As confirmatory authorities we subjoin Taylor vs. Fletcher, 7 B. Mon., 82, and Clark vs. Jones, 16th Ib., 126, and might cite other decisions in which the same doctrine has been incidentally recognized.

Consequently, it appearing in this case that the land surveyed and patented to Hutcheson was then occupied under Watson’s survey, Hutcheson has no documentary title, his survey and patent being utterly and absolutely “ null and void.” He stands, therefore, in this contest, just as he would had he never procured a survey or patent; and as he has had no title derived from the Commonwealth, the limitation of seven years for the *617protection of actual settlers under any such title does not apply to his settlement under his void patent, which conferred no right or title, and placed him in no better or more meritorious condition than a settler without any documentary claim; for when he made his location he knew that he was intruding on the possession of McMillan and the survey of Watson.

He has not established any adverse and continued possession for twenty years; and if he had, as it was without title, it could not have evicted McMillan’s antecedent and continued possession beyond his actual inelosure, which is neither defined as existing twenty years nor shown to have been so long.

McMillan’s actual possession, constructively coextensive with his claim for more than thirty years, is abundantly established; and this alone proves a right of entry in the appellants. But their possessory is not their only title. Watson’s patent conferred the only legal title, and they hold under that patent which passed the legal title to them by relation, if Watson’s conveyance was valid and binding, and transferred to their ancestor his equitable right; and that it was valid and passed his equity, we cannot doubt.

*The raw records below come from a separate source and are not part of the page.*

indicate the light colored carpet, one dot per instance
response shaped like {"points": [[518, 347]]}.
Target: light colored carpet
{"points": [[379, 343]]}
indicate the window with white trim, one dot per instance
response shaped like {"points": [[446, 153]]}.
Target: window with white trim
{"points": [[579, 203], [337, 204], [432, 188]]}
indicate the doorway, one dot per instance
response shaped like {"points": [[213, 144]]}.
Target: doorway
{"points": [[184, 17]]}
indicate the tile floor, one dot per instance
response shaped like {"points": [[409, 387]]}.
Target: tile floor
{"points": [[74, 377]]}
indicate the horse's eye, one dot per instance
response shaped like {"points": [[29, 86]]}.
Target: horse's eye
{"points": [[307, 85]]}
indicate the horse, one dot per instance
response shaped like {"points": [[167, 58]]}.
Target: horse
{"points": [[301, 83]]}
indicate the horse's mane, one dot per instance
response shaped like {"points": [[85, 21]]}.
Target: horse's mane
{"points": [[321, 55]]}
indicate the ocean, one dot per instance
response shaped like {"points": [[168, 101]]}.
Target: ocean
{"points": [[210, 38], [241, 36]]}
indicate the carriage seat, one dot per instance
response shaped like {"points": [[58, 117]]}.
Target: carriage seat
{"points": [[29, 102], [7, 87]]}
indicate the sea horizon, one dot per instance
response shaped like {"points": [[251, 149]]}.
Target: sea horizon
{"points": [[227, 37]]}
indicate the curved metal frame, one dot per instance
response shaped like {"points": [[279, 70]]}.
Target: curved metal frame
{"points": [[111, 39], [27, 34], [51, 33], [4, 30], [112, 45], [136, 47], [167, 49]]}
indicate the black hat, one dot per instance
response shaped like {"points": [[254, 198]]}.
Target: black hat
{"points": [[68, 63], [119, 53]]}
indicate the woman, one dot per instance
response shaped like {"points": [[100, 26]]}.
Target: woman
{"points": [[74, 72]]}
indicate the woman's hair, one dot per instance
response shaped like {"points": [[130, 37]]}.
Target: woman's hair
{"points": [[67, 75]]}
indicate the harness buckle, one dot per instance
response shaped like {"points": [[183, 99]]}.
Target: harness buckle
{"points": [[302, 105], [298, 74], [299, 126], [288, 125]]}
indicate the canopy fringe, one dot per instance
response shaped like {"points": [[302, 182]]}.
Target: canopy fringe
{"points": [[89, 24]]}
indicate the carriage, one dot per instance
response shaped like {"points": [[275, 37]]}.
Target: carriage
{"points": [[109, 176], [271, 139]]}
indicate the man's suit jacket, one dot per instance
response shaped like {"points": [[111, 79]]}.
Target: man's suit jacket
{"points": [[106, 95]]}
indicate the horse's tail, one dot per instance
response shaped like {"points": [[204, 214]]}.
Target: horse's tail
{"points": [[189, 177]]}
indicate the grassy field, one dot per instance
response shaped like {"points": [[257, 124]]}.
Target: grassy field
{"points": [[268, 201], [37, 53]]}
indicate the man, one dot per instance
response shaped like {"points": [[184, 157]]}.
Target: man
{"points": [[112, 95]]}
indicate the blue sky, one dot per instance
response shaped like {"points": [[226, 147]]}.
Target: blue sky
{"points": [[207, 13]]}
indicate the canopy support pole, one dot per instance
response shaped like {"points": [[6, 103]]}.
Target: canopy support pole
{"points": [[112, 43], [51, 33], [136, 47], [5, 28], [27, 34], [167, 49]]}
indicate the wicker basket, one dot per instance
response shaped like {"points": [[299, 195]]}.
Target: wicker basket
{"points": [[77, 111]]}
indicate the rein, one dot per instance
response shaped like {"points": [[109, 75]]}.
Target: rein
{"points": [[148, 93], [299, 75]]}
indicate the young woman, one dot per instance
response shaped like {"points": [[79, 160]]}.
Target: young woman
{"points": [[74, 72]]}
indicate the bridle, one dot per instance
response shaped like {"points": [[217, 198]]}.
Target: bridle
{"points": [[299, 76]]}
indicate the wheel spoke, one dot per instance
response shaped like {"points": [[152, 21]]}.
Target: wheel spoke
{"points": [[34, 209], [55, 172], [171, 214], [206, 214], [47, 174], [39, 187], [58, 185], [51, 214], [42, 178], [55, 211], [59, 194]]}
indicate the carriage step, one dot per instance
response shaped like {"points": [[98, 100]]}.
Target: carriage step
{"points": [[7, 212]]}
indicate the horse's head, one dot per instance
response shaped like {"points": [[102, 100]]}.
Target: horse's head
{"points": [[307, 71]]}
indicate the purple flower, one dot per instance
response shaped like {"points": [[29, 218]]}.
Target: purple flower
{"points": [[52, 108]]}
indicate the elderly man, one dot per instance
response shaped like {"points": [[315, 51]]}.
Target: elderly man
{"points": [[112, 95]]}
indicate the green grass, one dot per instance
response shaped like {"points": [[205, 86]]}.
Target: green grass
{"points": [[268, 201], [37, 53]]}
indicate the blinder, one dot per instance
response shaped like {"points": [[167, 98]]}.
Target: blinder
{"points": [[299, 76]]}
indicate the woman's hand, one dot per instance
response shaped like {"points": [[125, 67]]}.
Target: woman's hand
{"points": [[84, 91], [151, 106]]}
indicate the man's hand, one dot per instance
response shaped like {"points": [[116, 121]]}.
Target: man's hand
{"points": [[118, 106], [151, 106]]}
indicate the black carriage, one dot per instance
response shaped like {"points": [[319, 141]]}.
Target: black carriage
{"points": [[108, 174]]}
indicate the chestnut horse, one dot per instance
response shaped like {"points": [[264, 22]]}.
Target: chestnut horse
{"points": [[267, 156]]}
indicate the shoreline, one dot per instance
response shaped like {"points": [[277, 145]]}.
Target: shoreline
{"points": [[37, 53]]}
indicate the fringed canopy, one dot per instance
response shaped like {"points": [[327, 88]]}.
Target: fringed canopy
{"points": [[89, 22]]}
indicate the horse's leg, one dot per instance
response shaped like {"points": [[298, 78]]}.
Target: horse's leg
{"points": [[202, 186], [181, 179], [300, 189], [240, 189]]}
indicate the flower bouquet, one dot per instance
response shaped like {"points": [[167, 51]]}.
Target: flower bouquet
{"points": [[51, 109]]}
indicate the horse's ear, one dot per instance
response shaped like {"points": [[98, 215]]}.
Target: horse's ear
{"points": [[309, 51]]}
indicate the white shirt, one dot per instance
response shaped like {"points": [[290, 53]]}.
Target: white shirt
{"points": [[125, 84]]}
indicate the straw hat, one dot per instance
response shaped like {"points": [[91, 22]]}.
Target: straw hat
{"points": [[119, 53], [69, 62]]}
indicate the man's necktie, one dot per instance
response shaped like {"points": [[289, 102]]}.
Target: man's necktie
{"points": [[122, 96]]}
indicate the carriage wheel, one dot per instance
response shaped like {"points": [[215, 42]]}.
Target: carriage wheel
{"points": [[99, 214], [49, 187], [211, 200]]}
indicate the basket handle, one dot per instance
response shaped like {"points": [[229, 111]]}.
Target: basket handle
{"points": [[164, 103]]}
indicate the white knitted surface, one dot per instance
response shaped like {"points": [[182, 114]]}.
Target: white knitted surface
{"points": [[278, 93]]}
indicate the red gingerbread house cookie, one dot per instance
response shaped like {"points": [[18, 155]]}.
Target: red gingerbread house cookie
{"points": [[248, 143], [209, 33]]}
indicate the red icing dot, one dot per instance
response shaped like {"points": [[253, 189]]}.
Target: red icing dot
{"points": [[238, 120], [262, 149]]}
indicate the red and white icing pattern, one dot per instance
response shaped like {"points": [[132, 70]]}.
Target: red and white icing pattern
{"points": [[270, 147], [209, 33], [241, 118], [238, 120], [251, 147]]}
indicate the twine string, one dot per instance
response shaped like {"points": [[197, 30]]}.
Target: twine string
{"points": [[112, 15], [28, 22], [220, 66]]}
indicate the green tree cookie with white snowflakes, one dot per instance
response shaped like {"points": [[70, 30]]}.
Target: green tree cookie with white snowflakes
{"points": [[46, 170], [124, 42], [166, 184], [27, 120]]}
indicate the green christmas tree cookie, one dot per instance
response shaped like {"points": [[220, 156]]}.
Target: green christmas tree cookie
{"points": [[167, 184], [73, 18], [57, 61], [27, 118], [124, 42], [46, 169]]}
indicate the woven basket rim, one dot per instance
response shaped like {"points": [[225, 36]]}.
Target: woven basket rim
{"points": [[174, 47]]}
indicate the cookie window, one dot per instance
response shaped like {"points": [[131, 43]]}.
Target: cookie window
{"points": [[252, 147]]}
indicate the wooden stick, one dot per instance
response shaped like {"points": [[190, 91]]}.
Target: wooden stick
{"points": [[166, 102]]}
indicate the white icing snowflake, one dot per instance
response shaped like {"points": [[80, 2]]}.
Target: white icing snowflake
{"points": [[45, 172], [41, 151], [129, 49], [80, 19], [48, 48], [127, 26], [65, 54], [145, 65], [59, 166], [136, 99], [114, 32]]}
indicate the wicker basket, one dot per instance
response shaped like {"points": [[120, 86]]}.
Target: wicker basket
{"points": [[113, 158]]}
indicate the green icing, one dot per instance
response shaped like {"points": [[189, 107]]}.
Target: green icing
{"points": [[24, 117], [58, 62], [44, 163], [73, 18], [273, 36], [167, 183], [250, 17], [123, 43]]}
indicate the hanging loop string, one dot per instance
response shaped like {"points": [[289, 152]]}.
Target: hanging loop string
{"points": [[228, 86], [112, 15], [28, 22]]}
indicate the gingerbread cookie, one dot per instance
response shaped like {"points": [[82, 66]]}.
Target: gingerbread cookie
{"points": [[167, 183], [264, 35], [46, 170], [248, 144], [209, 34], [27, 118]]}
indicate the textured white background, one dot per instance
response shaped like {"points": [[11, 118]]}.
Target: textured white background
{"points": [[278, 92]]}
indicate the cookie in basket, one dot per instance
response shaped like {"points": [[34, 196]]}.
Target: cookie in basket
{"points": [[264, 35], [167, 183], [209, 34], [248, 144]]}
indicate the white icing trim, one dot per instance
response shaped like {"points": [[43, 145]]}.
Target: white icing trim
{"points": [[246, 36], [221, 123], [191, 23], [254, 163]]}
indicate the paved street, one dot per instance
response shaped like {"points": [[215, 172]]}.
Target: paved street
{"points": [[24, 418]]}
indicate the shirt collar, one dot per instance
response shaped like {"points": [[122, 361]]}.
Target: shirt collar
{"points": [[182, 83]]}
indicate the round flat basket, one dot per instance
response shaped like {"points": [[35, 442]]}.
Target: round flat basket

The agent did not transcend his authority to sell and convey by general warranty the constituent’s lands, of which he was “ seized” in Kentucky. Seisin, in its technical sense, is actual or constructive possession under a perfect legal title; and, according to the decision of this court in Speed vs. Buford, it includes, as an essential element, an actual entry also. Watson being a non-resident, and not shown to have been in Kentucky, or to have been even the patentee of any land here as early as 1794, when he gave the power of attorney, it would seem absurd to assume that he meant by the word “ seized” more than *618possessed or entitled to in law or in equity; and we must presume that he used the term in that, its popular import; nor was the agent’s conveyance voidable by Watson for binding him by a less extensive warranty than the power might have authorized.

Moreover, these objections by appellee’s counsel are effectually answered by unquestioning acquiescence for seventy years.

From the foregoing, which we consider the only maintainable conclusions from the law and the facts of this case, the inevitable result is, that, either on the possessory or the documentary title, and more especially on both united, the appellees, as heirs of Samuel McMillan, deceased, are entitled to recover all the land involved in this litigation, to be allotted among them according to their respective rights as between themselves.

Wherefore, the judgment is reversed, and the cause remanded for a judgment of eviction conformable with this opinion.